Mówił, że problemem jest też starzenie się mieszkańców i brak chęci do pozostawania na wsi.

- Wiele domów pustoszeje, pola coraz częściej zarastają ugorem. Tymczasem chleba potrzeba będzie zawsze. Dlatego modlimy się o mądrą politykę rolną w Polsce - mówił.

- Nie wystarczy tylko unijna pomoc. Trzeba ustaw chroniących rolnika. Chodzi o jasne zasady w gospodarowaniu polskimi płodami. Tutaj nie może się liczyć tylko konkurencja cenowa z zagranicy. Ostatnio rozgoryczeni rolnicy pytali, gdy spółki obniżyły często o połowę zapłaty za skupowane zboże i rzepaki, a czy wrócą nam połowę podatku, który zapłaciliśmy według ubiegłorocznych stawek, czy zwrócą nam połowę zapłaty za ziarno siewne, czy obniżą o połowę kombajniście usługi. Pociecha, że będzie komisja sprawdzać i za trzy miesiące ogłosi rezultaty, jest raczej wątpliwą.
Krajowy duszpasterz rolników przywołał też w kazaniu postać Wincentego Witosa.
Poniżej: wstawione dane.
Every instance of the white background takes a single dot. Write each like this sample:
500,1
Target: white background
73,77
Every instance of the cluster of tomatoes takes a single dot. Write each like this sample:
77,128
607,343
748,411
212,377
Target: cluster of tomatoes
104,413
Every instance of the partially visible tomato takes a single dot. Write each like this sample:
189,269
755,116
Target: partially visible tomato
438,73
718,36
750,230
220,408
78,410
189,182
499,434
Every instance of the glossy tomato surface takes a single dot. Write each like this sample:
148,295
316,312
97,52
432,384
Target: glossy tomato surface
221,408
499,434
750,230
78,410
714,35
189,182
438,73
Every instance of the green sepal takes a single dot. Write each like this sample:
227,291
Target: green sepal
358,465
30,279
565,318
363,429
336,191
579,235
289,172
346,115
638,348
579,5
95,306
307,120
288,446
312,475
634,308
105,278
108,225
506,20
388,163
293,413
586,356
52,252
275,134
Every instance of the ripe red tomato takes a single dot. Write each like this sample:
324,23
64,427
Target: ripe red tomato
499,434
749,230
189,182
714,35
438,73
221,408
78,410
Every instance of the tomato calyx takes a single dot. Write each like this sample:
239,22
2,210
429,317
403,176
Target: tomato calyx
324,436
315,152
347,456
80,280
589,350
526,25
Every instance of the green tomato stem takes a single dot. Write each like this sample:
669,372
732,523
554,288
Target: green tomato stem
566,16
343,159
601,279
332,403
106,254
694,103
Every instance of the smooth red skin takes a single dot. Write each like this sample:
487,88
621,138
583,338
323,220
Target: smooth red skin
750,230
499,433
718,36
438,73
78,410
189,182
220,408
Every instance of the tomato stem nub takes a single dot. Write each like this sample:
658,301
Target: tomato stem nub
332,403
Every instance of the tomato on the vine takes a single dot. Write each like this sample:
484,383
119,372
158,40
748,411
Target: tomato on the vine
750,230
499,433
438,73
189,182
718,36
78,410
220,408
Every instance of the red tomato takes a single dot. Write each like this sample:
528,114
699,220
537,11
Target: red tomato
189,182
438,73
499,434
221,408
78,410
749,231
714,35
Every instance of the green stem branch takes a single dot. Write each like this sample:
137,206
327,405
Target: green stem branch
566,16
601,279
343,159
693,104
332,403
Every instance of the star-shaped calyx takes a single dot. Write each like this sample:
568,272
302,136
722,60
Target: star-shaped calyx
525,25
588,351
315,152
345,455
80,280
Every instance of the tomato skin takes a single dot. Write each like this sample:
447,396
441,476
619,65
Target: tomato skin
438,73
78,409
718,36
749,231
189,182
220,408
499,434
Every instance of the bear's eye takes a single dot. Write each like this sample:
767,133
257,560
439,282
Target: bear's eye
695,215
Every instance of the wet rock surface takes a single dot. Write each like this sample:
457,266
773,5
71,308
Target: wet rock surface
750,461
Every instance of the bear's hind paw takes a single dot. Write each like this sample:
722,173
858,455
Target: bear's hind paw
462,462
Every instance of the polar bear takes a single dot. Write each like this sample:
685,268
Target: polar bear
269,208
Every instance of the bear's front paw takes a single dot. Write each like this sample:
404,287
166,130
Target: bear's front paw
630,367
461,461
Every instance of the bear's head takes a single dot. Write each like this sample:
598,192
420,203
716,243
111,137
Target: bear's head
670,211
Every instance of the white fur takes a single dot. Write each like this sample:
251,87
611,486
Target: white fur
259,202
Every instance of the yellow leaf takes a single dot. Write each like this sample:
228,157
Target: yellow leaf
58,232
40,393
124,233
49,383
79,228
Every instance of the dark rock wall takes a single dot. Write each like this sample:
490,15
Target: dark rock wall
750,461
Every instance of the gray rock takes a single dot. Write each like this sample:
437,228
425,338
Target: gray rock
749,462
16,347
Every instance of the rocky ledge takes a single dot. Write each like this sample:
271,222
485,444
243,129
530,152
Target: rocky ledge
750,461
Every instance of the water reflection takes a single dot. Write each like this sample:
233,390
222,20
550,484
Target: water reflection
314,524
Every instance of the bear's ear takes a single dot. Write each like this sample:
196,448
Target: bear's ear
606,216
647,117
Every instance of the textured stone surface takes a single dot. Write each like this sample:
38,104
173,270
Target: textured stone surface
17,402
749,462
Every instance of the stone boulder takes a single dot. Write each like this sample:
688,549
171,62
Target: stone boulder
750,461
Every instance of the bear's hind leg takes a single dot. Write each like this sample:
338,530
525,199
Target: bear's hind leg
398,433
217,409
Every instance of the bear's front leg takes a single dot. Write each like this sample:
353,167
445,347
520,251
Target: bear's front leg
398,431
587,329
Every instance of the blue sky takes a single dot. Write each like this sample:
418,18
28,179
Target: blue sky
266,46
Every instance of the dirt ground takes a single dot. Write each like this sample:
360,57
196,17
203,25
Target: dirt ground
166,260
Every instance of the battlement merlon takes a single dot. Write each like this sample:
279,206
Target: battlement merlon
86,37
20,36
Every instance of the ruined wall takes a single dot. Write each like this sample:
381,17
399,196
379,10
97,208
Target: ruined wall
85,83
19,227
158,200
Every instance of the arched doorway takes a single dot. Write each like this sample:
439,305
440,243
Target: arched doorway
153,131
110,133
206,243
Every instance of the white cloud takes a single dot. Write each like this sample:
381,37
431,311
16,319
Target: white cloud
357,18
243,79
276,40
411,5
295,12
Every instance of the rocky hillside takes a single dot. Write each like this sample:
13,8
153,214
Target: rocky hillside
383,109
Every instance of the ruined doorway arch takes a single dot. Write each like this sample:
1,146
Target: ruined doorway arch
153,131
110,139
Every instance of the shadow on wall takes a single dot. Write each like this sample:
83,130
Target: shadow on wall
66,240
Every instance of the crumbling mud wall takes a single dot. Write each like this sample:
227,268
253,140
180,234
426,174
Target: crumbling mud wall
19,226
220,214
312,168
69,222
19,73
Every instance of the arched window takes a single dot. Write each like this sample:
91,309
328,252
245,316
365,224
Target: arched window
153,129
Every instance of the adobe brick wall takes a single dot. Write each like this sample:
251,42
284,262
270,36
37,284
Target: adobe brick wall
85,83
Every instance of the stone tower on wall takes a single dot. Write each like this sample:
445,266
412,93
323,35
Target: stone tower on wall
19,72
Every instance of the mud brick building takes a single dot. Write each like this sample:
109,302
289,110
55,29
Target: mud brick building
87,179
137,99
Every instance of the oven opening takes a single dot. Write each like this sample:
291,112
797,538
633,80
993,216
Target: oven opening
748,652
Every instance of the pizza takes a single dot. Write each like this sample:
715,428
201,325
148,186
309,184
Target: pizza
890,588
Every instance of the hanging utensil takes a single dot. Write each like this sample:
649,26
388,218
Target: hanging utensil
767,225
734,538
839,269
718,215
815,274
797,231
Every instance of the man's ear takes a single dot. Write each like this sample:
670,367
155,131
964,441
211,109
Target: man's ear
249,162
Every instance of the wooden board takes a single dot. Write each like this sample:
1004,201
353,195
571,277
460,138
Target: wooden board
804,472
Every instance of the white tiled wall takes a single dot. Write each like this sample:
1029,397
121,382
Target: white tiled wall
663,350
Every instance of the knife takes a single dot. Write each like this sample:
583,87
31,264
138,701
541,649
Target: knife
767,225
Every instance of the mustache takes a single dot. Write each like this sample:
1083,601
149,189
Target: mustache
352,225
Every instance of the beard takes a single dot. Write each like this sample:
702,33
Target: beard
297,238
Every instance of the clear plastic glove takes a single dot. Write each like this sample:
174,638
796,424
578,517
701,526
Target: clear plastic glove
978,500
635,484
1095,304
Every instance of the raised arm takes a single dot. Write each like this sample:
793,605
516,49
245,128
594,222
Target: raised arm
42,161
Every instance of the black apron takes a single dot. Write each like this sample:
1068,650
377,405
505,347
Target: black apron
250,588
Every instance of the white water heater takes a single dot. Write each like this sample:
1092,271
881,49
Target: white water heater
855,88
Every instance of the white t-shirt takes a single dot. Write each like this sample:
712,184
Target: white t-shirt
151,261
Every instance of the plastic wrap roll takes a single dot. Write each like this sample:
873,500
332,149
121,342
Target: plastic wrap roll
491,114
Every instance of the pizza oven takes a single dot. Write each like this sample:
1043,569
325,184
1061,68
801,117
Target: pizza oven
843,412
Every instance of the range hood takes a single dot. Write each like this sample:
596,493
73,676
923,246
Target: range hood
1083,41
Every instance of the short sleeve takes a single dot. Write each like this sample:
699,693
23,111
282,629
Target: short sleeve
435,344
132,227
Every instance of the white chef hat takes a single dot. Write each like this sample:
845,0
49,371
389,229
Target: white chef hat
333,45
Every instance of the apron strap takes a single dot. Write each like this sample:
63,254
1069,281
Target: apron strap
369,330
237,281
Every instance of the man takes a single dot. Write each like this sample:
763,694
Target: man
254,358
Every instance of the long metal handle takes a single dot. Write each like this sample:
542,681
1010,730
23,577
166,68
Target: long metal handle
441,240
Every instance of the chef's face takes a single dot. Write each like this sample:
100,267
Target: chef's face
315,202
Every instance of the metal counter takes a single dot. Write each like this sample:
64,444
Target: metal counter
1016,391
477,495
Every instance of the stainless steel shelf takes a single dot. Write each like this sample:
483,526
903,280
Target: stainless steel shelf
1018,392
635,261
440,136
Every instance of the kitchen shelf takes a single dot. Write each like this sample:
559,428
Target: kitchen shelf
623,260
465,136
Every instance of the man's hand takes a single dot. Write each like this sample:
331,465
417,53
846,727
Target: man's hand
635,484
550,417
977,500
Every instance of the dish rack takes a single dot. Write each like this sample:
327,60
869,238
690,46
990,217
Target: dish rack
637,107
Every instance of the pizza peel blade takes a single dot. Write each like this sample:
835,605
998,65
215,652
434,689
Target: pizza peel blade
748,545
- Nie od rzeczy będzie przywołać też wielkiego dobrodzieja Polski i Podkarpacia z okresu kryzysu międzywojennego - Eugeniusza Kwiatkowskiego. Twórca Centralnego Okręgu Przemysłowego bez funduszy unijnych budował polską gospodarkę zniszczoną przez zaborców, aby Polacy mogli być u siebie i budować swój kraj. Nie wiem, czy w ogóle, czy też ilu pomników doczekał się on na Podkarpaciu, dla którego uczynił tak wiele, choć stąd nie pochodził.

Nie obyło się bez odwołań do wyborów uzupełniających do Senatu.

- Część Podkarpacia przeżywa wyborczą gorączkę. Wielu pyta, czy pójść do głosowania. Tak. Pójść. Potrzeba nam dobrych gospodarzy, którzy myślą po polsku o przyszłości. Przypatrzmy się drodze politycznej kandydatów, kto ich popiera i wybierzmy reprezentanta, któremu na sercu leży nie tylko mandat, ale troska o małą i wielką ojczyznę.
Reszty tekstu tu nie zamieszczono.